Well, let’s take a close look at the data sparking this hysteria. The table below summarizes the results for NAEP tests administered in the winter of 2019 and then in the winter of 2022. Scores did in fact drop, but pay close attention to the magnitude of the declines:
2019 to 2022 Percentage Change
4th-Grade Reading 220 217 -1.4%
4th-Grade Math 241 236 - 2.1%
8th-Grade Reading 263 260 -1.1%
8th-Grade Math 282 274 -2.8%
The 2019 tests were administered to kids when school was free of disruption, in classrooms fully defined by No Child Left Behind test-prep priorities. In sharp contrast, the 2022 scores came on the heels of the most disrupted period in U.S. education history. Most kids spent long stretches out of school and its daily test-prep regimen.
Many experienced deep personal, family, and community trauma. Given these challenges, we should have braced ourselves for a 25% “plunge” in scores, and been ecstatic with tiny declines equivalent to missing just one question out of dozens. A more appropriate headline would be: “Despite Massive Disruption, Test Scores Barely Decline.”
Hysteria about these scores is amplified by the way sources present the NAEP data. In story after story, and report after report (including the NCES website), the graphs and charts use a truncated scale that makes tiny changes look monumental. Here’s a typical example from a respected education periodical’s report on NAEP scores (complete with its “Massive Drop” headline).
Indeed, a few-point drop looks ‘massive’ when the vertical axis is truncated to a range of just 10 or 20 points out of 300. But let’s be clear — these graphs reflect a “massive” distortion of scale, not a “massive” drop in scores. Presented straightforwardly, NAEP’s long-term Math and Reading trends tell a very different story. Scores have been essentially flat for decades, despite our education system’s maniacal and ever-escalating focus on test scores.
Test-score hysteria comes at a high price. It unleashes frenetic calls for more drills, worksheets, tutoring, and summer intensives, distracting us from the surge in real learning that we’d realize if we prioritized student engagement and teacher trust.
It takes focus off the real crises in U.S. education today — children with acute social and emotional challenges, teachers leaving the field in droves, state governors and legislatures issuing mind-numbing edicts, and parents behaving abhorrently in public forums.

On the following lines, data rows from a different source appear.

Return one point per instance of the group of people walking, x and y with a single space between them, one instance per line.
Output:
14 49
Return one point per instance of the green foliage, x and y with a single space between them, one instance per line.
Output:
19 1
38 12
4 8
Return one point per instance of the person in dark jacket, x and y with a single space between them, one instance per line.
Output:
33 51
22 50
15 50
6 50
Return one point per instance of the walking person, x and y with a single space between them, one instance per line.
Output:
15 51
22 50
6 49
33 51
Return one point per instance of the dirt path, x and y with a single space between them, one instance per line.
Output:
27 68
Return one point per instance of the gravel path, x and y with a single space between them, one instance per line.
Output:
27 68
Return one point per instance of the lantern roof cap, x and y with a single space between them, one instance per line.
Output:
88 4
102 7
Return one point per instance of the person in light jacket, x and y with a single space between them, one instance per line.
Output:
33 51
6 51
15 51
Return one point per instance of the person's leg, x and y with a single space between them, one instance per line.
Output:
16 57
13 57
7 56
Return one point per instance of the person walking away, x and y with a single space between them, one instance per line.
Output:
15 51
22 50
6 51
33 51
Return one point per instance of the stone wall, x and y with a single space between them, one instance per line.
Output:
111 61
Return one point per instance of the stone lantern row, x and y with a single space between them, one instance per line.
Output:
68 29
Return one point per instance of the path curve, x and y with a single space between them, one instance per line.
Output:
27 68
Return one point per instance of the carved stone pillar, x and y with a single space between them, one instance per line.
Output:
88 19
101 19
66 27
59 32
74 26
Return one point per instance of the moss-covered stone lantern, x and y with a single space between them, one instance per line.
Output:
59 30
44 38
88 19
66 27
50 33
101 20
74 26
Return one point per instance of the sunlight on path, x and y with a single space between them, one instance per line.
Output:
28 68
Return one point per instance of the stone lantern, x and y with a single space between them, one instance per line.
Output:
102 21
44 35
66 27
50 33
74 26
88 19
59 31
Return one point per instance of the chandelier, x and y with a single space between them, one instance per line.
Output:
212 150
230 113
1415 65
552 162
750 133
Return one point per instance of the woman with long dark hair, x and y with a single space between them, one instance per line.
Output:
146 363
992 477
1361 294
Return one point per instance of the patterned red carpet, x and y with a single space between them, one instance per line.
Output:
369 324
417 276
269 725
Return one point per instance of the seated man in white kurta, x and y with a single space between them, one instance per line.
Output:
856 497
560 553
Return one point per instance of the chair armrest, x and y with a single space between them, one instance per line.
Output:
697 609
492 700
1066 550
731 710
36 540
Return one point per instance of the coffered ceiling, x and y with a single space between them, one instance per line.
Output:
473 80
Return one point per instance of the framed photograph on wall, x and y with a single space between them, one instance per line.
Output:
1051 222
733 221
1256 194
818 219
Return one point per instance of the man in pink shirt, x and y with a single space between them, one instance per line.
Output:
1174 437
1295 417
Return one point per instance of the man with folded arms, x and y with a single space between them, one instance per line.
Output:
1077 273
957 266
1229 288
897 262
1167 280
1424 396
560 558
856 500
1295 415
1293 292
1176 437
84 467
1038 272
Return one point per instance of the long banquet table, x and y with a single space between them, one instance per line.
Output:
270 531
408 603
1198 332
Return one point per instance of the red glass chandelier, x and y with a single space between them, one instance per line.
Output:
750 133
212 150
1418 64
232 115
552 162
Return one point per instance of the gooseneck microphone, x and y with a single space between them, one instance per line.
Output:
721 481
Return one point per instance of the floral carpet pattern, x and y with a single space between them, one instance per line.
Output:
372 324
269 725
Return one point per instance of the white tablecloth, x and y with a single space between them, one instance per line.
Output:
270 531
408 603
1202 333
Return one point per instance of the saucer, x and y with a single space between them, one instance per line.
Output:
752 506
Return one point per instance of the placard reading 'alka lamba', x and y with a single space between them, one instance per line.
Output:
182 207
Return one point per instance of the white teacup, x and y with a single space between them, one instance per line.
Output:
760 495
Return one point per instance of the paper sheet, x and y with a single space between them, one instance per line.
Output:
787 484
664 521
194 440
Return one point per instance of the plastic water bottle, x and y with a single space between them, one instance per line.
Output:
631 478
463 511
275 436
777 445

And it lays bare the damage inflicted on our kids by data-worshipping policymakers who, themselves, are numerically illiterate.
Worst of all, this national test-score angst stalls the innovation urgently needed to transform education from a model designed for the long-gone Industrial Era. When we push kids to grind out test-score gains, we crush their creativity, curiosity, audacity, agency, intrinsic motivation, and all traces of joyful learning — the very traits they need to thrive in the Innovation Era. As long as math and reading scores are the all-consuming goal of education, we will totally fail to prepare kids for fulfilling careers, responsible citizenship and happy, purposeful lives.
And that’s the education story we need to be reading.